15. Voor zover [eiser] het onderhavige verweer doet steunen op de stelling dat, zo er al een tot levering van de vorderingen bestemde akte is opgemaakt, geen (tijdige) mededeling van de inhoud van de akte is gedaan, kan het evenmin doel treffen. De mededeling van de akte als bedoeld in art. 3:94 lid 1 BW aan de debitor-cessus kan in iedere vorm geschieden en pleegt bij executies op de voet van art. 477bb Rv plaats te vinden door betekening van het proces-verbaal aan de debitor-cessus. Vgl. Jansen, a.w., blz. 96, en Broekveldt, a.w. (diss.), blz. 213. Het proces-verbaal is in het onderhavige geval als bijlage bij het schorsingsexploot op 5 juni 2009 aan Forward en Chipshol betekend. Voor zover [eiser] betoogt dat op die datum de bevoegdheid tot het doen van de mededeling was komen te vervallen, aangezien [eiser] vóór 5 juni 2009, namelijk op 2 juni 2009, alsnog zou zijn overgegaan tot betaling van het nog openstaande bedrag aan proceskosten, moet dit betoog falen, reeds omdat Hydra heeft gesteld dat direct na de executoriale verkoop op 27 mei 2009 aan (vertegenwoordigers van) Forward en Chipshol mondeling mededeling is gedaan en Forward en Chipshol dit ieder voor zich bij hun akte uitlating ter rolle van 25 juni 2010 hebben bevestigd. Anders dan [eiser] aanvoert, is aan de in art. 3:94 lid 1 BW gestelde vereisten voor levering derhalve voldaan.
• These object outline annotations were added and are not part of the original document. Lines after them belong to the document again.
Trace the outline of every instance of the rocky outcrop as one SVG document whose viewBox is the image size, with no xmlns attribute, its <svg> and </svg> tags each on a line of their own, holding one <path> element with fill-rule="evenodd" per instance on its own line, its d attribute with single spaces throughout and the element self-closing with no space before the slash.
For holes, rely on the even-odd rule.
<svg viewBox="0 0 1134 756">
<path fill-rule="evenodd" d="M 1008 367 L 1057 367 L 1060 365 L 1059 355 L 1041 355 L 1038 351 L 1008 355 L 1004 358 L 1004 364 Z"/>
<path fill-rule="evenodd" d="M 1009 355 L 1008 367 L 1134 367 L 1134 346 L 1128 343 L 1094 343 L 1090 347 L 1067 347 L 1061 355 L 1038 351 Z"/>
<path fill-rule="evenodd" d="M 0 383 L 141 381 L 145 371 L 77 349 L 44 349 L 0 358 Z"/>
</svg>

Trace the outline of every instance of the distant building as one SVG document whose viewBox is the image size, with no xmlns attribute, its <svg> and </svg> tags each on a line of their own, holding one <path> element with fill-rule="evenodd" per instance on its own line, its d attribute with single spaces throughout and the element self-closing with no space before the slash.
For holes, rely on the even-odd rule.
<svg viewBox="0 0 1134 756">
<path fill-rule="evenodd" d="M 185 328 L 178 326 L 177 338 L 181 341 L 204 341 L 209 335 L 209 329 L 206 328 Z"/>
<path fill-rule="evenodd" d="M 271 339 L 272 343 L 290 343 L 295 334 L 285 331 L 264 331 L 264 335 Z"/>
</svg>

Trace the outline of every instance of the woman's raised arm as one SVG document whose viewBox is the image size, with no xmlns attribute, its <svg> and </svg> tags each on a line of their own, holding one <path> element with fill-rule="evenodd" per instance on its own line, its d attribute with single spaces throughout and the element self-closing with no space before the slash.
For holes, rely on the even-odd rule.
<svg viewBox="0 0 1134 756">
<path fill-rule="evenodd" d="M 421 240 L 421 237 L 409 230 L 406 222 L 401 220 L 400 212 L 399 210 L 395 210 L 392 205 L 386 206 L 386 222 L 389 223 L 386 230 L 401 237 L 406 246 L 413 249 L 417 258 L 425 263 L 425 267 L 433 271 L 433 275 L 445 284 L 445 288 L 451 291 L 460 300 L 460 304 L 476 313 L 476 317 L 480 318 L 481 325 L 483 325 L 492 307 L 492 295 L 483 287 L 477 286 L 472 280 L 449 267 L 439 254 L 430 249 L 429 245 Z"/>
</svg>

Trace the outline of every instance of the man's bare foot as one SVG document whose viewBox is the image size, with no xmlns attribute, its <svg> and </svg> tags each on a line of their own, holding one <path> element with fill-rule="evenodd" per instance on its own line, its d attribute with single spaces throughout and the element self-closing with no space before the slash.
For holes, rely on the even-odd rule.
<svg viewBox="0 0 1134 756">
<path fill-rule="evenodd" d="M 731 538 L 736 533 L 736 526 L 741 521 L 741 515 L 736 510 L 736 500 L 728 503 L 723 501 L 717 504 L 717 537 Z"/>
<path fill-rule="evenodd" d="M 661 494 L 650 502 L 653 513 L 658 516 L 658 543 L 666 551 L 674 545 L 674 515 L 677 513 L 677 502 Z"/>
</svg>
16. Op grond van het vorenstaande moet worden aangenomen dat sprake is van de in art. 225 lid 1 onder c Rv bedoelde grond voor schorsing van het geding en dat de schorsing ingevolge art. 225 lid 2 Rv (in elk geval) met ingang van 16 oktober 2009 plaatsvindt.
De conclusie strekt ertoe dat de Hoge Raad zal verstaan dat het geding met ingang van 16 oktober 2009 is geschorst.